Niger : les évêques s’alarment d’un risque d’escalade – FSSPX.Actualités

L’ultimatum lancé par la Communauté économique des Etats de l’Afrique de l’Ouest (CEDEAO) à la junte militaire putschiste pour qu’elle rende le pouvoir au gouvernement civil légitime confisqué le 26 juillet 2023, suscite les craintes des évêques de la région devant un risque d’escalade qui pourrait transformer le pays en une « deuxième Libye ».
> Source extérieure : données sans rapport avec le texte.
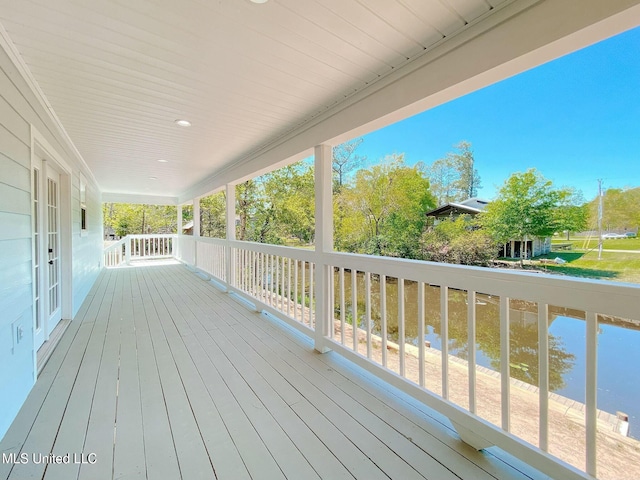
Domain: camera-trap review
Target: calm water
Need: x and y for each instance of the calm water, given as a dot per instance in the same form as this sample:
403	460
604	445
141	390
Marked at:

Les évêques catholiques d’Afrique de l’Ouest, qui rassemblent les représentants de seize conférences épiscopales, ont publié, le 8 août dernier, un communiqué mettant en garde contre une intervention armée au Niger : « nous affirmons et insistons auprès de la CEDEAO et de l’Union Africaine, pour dire que toute intervention militaire au Niger à l’heure actuelle, compliquerait davantage la situation des populations dans la région, sans apporter de solution », déclarent notamment les prélats africains.
Pour eux, « le terrorisme [islamiste] a déjà apporté avec lui son lot macabre de veuves, d’orphelins, de déplacés, d’affamés », et les populations « n’attendent pas que les Institutions régionales et africaines viennent alourdir ce bilan ».
Une intervention dans le cadre de la CEDEAO risquerait de ressusciter, selon le communiqué épiscopal, « le cas de la Libye », qui « demeure un exemple tragique des conséquences désastreuses sur la vie, la dignité et l’avenir des populations ». On se souvient comment la déstabilisation de la Libye par l’intervention militaire en 2011, avait précipité le pays dans le chaos et donné un nouveau souffle aux milices djihadistes.
Les évêques d’Afrique restent prudents, se gardant de condamner le coup d’Etat du 26 juillet dernier, car l’armée nigérienne a une longue tradition de coups d’Etat militaires. Ainsi, la veille de son investiture, le président Mohamed Bazoum, qui vient de faire les frais du dernier putsch, avait échappé à une tentative de renversement ; et tout récemment, une autre tentative aurait été déjouée alors que le chef de l’Etat se trouvait en Turquie.
« L’armée est un acteur politique à part entière, et le système politique paraît de moins en moins sensible aux demandes de la population : le parti au pouvoir [avant le putsch] – le Parti nigérien pour la démocratie et le socialisme (PNDS) – n’est pas un parti de compromis, mais de domination », explique Rahman Idrissa, enseignant-chercheur à l’université de Leiden (Pays-Bas).
Selon ce dernier, « le PNDS a une part de responsabilité dans le coup d’Etat » qu’il décrit comme un « putsch opportuniste inspiré de ceux qui ont eu lieu au Mali et au Burkina Faso », où ont été exploités le mécontentement de la population nigérienne face à la situation économique et sécuritaire – activités djihadistes dans le sud-ouest et le sud-est – et le ressentiment à l’égard de la France, considérée comme un bouc émissaire pour les maux du pays.
Rahman Idrissa estime qu’à l’heure actuelle « l’influence de Paris et de Washington, qui insistent sur une restauration totale de Bazoum, est néfaste ». Une solution, selon lui, serait de « revenir à une tradition nigérienne : le putsch participe à la réinvention et au renouvellement du processus politique, comme un ordinateur que l’on redémarre ».
Une solution qui ne semble pas non plus écartée par les évêques de la région qui, en conclusion de leur intervention, appellent toutes les parties à « travailler ensemble pour bâtir un avenir de paix et de prospérité pour notre région et l’Afrique tout entière ».
Espérons que les catholiques du Niger ne feront pas les frais des enjeux géopolitiques opposant les grandes puissances économiques et militaires qui ont fait de l’Afrique leur terrain de jeu.